If one were to categorize this performance by Ulrick Spang-Hanssen and the Czech Chamber Philharmonic Orchestra, one would have to conclude that this is the way indeed that things should be done, and all of the other fussy, whiny period instrument groups should head up and take note. After several attempts, I can simply find no flaw with this disc other than there are a few typos in the booklet, and I had to add up the total time to include it in this review.

This performance is far from "authentic," but then again, the purists get it wrong too by attempting to play this music with only one to a part in the strings, making it sound as if it were intended for the drawing room and not the grand theatre. This modest style may work for Bach, who had limited resources of which he often complained, but the master theater maker Handel had no fewer than forty musicians at his disposal. And if accounts are correct, he needed that many to be heard over the notoriously unruly crowds in the opera house. If you think that cell phones are rude, how about blatant raucous cat calling and unabashed conversations while you are trying to sing an opera?

These performances do not resort to bringing in the Berlin Philharmonic, rather, they are played with a relatively small compliment of modern instruments, which as explained in the program note, was designed to best fit the organ and the space of the recording more than any attempt at an exact replica of a Handelian performance.

And what performances these are. They simply sparkle with verve and energy, and the playing is so musical and meticulous that it comes across as utterly effortless. The organ of the Deanery at St. Wenceslas’ church is a gem. Robust but not overbearing, Mr. Spang- Hanssen is a splendid player and uses perfect registrations. To add even more delight to the already outstanding partnership between soloist and orchestra, Antonio Piricone’s harpsichord playing is the perfect icing on an already delicious cake. Douglas Bostock is dead on in his choice of tempi. We never feel rushed, nor does the orchestra ever take on the rather breathless feel that many a baroque orchestra generates when they attempt to play this music at breakneck speed.

To begin with, the music itself is the apex of elegance.
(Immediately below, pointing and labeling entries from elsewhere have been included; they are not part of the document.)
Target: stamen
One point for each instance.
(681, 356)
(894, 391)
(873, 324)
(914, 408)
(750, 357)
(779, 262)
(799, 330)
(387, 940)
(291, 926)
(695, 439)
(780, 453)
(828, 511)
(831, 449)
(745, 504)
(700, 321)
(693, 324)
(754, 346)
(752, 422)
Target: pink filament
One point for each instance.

When brought to life at the hands of such thoughtful musicians, you have more than an hour of riveting music making. This is my first encounter with these artists and this label. The appearance of the disc hints at a modest private operation, and the occasional typo in the notes gives hints that this is a small enterprise. No matter. The essay in the booklet is interesting and lengthy, giving us all sorts of insight into the performers’ ideas and intentions. The performance choices are fully documented and justified by the thorough historical background given in the essay. Sound quality is of the first order. This is one of the most natural sounding discs I have heard in some time.

Without fail, every lover of elegant and vibrant music making should own this disc. The more we hear in the future from these artists the better. This is a world-class production worthy of the widest audience possible. Tutti bravi!